Kotlin Language for Apache Spark
Clone or download
Latest commit f200d14 Oct 4, 2018

README.md

Sparklin - Kotlin Language Support for Apache Spark

Welcome to Sparklin project. This is a proof-of-concept software includes experimental new Kotlin REPL (aka KShell) which supports extensions and custom commands via plugin system. Spark supported by separate plugins for versions 1.x and 2.x.

Installation

First please checkout the latest master. After that you can build current version from the project directory:

git clone https://github.com/khud/sparklin
cd sparklin
mvn clean install

One can run KShell out of box by following command from sparklin home directory in the terminal:

bin/kshell.sh

Install Zeppelin interpreter

In order to install Kotlin to Zeppelin, change directory to zeppelin-interpreter and run

mvn clean install

Maven will produce 2 jars: the first one is interpreter itself, the second one is for dependencies due to KT-24453.
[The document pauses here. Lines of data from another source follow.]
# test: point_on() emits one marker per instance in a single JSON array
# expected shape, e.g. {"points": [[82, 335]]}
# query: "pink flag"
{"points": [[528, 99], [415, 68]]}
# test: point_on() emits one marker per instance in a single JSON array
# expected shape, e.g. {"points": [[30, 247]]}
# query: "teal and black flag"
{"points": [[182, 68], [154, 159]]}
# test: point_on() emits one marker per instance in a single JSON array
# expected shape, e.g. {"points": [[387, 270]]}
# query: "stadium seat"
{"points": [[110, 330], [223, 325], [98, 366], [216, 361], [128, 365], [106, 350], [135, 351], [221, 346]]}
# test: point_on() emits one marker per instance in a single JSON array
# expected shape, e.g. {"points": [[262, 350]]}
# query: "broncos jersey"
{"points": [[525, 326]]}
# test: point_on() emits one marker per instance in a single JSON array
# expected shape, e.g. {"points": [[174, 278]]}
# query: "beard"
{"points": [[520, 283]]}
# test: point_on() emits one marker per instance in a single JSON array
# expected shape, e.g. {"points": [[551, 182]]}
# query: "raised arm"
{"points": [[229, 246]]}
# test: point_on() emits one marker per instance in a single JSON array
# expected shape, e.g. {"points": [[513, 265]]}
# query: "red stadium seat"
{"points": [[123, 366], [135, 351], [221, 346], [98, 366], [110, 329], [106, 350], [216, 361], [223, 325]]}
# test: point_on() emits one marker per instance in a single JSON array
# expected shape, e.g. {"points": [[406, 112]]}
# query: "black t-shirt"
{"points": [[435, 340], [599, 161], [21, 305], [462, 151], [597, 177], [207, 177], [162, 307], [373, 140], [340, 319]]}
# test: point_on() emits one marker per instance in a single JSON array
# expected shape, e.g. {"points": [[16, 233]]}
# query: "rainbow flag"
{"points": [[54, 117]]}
Right now interpreter can not be install via install-interpreter.sh. You need to install it manually. In order to do that copy jars to appropriate subdirectory of $ZEPPELIN_HOME/interpreter, for example kotlin and configure interpreter according this instruction. Some times you need to delete file $ZEPPELIN/conf/interpreter.json to make interpreter available. To switch Kotlin syntax highlight on you should copy mode-kotlin.js from Zeppelin sources to $ZEPPELIN_HOME/webapps/webapp directory.

Spark 1.x

By default KShell don't need a configuration file, but if you want to try Spark you need to enable plugin. It can be done by passing system property config.path to JVM. Example of Spark 1.x plugin configuration you may find in $SPARKLIN_HOME/conf/spark1x.properties. Of course you could create .kshell file in your home directory but using separate files for various environments is highly recommended. Please set appropriate SPARK_HOME variable in the file bin/sparklin-spark1x.sh.

JavaSparkContext is available as sc, SQLContext is available as sqlContext.

Spark 2.x

The configuration is completely the same as in the case of Spark 1.x but you need $SPARKLIN_HOME/conf/spark2x.properties and bin/sparklin-spark2x.sh instead. Do not forget set SPARK_HOME to your Spark 2.x installation.

SparkSession is available as spark, JavaSparkContext is available as sc. At the moment Sparklin does not have additional Spark runtime support for Kotlin for both Spark versions. But it will be available soon.

Environment Configuration

Sparklin version 0.2 is tested in following environment:

  • Mac OS X 10.11.6 / CentOS Linux (Kernel 3.10)
  • Java 1.8.0_152
  • Maven 3.3.3 / 3.5.3
  • Kotlin 1.2.30/1.2.41/1.2.50
  • Hadoop 2.7
  • Spark 1.6.1
  • Spark 2.2.0